Michel Roussin

Vice-président Afrique du groupe Bolloré

Publié le 15 septembre 2003 Lecture : 3 minutes.

Ya-t-il une vie après la politique ? Pour Michel Roussin, 64 ans, la réponse est oui. L’ancien ministre français de la Coopération (1993-1994) a payé très cher son soutien à Édouard Balladur lors de la présidentielle de 1995. Mais, depuis, l’ancien officier de gendarmerie s’est reconverti dans les affaires. Aujourd’hui, en tant que chef du comité Afrique du patronat français (MEDEF) et vice-président Afrique du groupe Bolloré, il est plus que jamais un homme d’influence en Côte d’Ivoire.

Jeune Afrique L’intelligent : Comment le pays de Félix Houphouët-Boigny a-t-il pu en arriver là ?
Michel Roussin : Le président Houphouët savait répartir les responsabilités et partager le pouvoir. Ses successeurs n’ont peut-être pas eu la force de caractère et le sens politique nécessaires pour résister aux pressions de leur entourage. Mais, aujourd’hui, le président Gbagbo paraît tenir compte de l’héritage d’Houphouët en pratiquant une politique d’ouverture. Marcoussis n’est certes pas la solution idéale, mais cet accord est le catalyseur d’un dialogue entre les Ivoiriens. On est passé à côté du pire, et je crois que la situation commence à se normaliser.
J.A.I. : Les socialistes français reprochent au gouvernement de Jacques Chirac d’être trop directif en Côte d’Ivoire…
M.R. : Je ne fais plus de politique, car je ne suis plus un homme politique.
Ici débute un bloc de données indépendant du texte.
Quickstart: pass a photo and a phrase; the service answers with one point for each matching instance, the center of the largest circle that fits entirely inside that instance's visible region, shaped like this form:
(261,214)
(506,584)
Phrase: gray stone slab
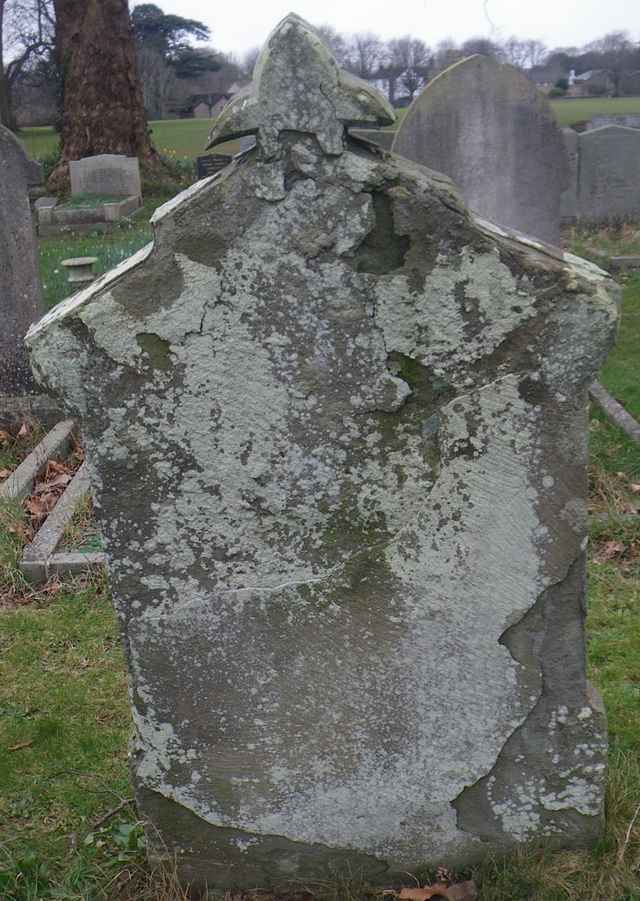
(107,173)
(50,533)
(609,181)
(20,482)
(628,121)
(338,430)
(615,411)
(20,295)
(488,128)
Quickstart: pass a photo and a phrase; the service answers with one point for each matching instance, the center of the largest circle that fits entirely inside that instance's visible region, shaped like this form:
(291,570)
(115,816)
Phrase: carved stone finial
(298,86)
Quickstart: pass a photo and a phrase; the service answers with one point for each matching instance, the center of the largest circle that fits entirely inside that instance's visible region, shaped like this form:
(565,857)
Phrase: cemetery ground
(68,829)
(187,137)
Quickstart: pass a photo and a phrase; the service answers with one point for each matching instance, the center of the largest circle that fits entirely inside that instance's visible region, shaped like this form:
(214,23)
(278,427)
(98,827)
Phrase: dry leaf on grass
(609,551)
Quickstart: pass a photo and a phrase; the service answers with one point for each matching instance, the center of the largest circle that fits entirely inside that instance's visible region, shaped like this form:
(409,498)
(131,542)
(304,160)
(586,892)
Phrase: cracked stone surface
(336,429)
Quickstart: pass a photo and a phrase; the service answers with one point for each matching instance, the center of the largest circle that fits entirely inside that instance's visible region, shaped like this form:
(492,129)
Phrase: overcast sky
(238,26)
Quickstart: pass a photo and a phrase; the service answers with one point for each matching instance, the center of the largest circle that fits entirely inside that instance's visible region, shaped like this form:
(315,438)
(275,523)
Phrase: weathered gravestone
(609,175)
(337,434)
(20,296)
(106,173)
(487,127)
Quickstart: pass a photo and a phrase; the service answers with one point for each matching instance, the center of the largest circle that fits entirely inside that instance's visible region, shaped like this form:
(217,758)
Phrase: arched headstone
(337,430)
(488,128)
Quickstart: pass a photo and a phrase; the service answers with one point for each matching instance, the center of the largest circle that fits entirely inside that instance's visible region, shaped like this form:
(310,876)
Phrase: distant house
(546,77)
(588,84)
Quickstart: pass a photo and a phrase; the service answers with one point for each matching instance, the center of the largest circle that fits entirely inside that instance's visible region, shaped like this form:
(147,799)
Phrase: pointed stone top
(297,86)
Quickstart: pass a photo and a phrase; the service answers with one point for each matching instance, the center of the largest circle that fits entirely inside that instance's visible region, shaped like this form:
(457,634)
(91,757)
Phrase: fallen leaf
(21,745)
(58,482)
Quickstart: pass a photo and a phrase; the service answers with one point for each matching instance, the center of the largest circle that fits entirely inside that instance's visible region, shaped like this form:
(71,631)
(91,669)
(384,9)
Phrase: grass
(173,137)
(188,137)
(65,722)
(577,109)
(110,249)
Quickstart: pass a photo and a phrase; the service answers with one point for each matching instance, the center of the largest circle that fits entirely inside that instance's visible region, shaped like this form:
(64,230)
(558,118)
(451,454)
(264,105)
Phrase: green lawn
(579,109)
(188,137)
(172,137)
(64,715)
(110,249)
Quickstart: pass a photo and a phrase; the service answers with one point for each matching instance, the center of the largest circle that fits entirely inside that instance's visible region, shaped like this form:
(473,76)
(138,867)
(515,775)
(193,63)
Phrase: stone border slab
(621,263)
(615,411)
(39,560)
(20,483)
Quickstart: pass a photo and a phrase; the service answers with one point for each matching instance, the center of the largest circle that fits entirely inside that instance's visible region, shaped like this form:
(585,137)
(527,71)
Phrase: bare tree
(249,61)
(616,54)
(408,61)
(103,106)
(158,81)
(366,55)
(336,42)
(483,46)
(27,32)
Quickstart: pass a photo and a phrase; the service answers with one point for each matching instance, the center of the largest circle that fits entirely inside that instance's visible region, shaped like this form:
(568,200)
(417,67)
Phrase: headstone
(487,127)
(20,296)
(108,174)
(569,198)
(609,177)
(337,435)
(211,163)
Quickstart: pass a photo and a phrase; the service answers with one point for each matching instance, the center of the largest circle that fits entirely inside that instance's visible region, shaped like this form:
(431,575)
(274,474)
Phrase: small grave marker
(337,427)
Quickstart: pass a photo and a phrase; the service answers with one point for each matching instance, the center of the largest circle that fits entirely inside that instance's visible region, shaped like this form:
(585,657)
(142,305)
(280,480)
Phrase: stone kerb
(107,174)
(337,430)
(609,175)
(20,295)
(488,128)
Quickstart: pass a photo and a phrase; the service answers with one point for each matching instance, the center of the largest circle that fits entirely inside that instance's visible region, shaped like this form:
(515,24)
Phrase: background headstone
(487,127)
(337,434)
(569,198)
(609,177)
(108,174)
(20,296)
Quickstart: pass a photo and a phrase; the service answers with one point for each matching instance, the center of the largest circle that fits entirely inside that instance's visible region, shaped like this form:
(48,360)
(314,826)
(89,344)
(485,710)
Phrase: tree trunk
(5,113)
(103,109)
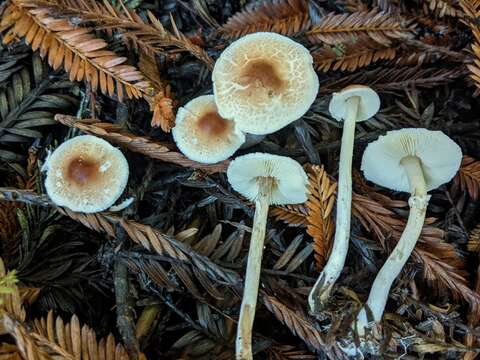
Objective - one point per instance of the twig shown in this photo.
(125, 321)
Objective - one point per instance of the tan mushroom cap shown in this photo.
(86, 174)
(264, 81)
(288, 177)
(368, 106)
(203, 135)
(440, 158)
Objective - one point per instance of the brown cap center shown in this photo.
(261, 73)
(82, 171)
(213, 124)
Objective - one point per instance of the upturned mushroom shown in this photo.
(264, 81)
(86, 174)
(414, 161)
(203, 135)
(264, 179)
(353, 104)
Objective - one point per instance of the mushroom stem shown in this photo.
(418, 202)
(322, 288)
(252, 277)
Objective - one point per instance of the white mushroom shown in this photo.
(264, 81)
(354, 103)
(86, 174)
(264, 179)
(203, 135)
(415, 161)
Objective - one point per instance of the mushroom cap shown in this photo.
(86, 174)
(440, 158)
(203, 135)
(289, 178)
(264, 81)
(368, 106)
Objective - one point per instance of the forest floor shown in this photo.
(163, 278)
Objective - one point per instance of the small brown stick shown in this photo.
(125, 321)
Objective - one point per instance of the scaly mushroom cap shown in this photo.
(440, 158)
(203, 135)
(86, 174)
(264, 81)
(289, 180)
(368, 106)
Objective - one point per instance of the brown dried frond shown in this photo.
(77, 49)
(298, 323)
(149, 36)
(473, 244)
(441, 263)
(287, 17)
(26, 344)
(471, 8)
(321, 225)
(144, 235)
(291, 214)
(9, 352)
(139, 144)
(444, 269)
(72, 341)
(468, 177)
(396, 78)
(442, 8)
(351, 56)
(163, 114)
(377, 26)
(10, 299)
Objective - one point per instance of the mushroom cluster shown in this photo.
(261, 83)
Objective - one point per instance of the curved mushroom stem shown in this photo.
(418, 202)
(320, 292)
(243, 343)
Je m’exprime en tant que chef d’entreprise et président du Comité Afrique du MEDEF International. Simplement, je pense que les héritiers de la pensée gaulliste entretiennent avec l’Afrique une relation plus étroite que beaucoup de socialistes – pas tous heureusement -, pour qui ce continent est trop complexe, trop entouré de mystère et d’intérêts pétroliers. J’estime que les ministres du gouvernement actuel s’intéressent à l’Afrique et y sont présents, ce qui n’a pas toujours été le cas avec les équipes ministérielles précédentes.
J.A.I. : Beaucoup d’entreprises françaises ont-elles fermé depuis un an en Côte d’Ivoire ?
M.R. : Non. Il est vrai qu’une soixantaine de petites ou moyennes entreprises à capitaux français ou filiales de sociétés françaises n’ont pas tenu le coup et ont dû fermer, notamment dans les services. Mais il y a encore près de deux cents entreprises qui poursuivent leurs activités et réalisent les deux tiers des investissements étrangers en Côte d’Ivoire. La moitié des recettes fiscales du pays viennent de leurs impôts. Cela dit, si le harcèlement fiscal se poursuit, si elles continuent de subir trois ou quatre redressements fiscaux par an, plusieurs d’entre elles décrocheront, et la ressource fiscale se tarira d’elle-même. L’État ivoirien ne doit pas tuer la poule aux oeufs d’or.
J.A.I. : Les patrons français ne monopolisent-ils pas le marché des privatisations en Côte d’Ivoire, comme l’affirme Simone Gbagbo ?
M.R. : Pas du tout. Les entreprises françaises concourent dans le cadre d’appels d’offres internationaux. Si elles gagnent, c’est qu’elles sont les meilleures. Il n’y a aucune tendance monopolistique de la part des patrons français.
J.A.I. : N’avez-vous pas été recruté par le groupe Bolloré parce que vous avez été ministre et avez gardé des amitiés politiques ?
M.R. : Non. Je pense que j’ai été engagé parce que je suis un bon connaisseur de l’Afrique et que j’ai un savoir-faire commercial. Il n’y a pas de confusion des genres.
J.A.I. : Le groupe Bolloré envisage-t-il de se désengager de Côte d’Ivoire ?
M.R. : Non. Nous avons pris la crise ivoirienne de plein fouet, mais nous avons tenu le coup, et je n’imagine pas que notre groupe démonte son dispositif. En Côte d’Ivoire, nous employons 5 830 personnes, dont seulement 173 expatriés. Néanmoins, depuis un an, nous avons perdu 5 milliards de F CFA dans le chemin de fer Abidjan-Ouagadougou. Dès mars dernier, j’ai donc écrit à toutes les autorités politiques concernées en Afrique et en France, ainsi qu’aux bailleurs de fonds. Je leur ai dit que si rien n’était fait dans les semaines à venir, nous ne pourrions plus faire tourner une société de transport ferroviaire (la Sitarail) dont les trains sont à l’arrêt aux deux terminus ! Depuis le 10 septembre, la frontière entre la Côte d’Ivoire et le Burkina Faso est rouverte. J’en suis ravi et j’espère que nous pourrons reprendre très vite le transport de fret.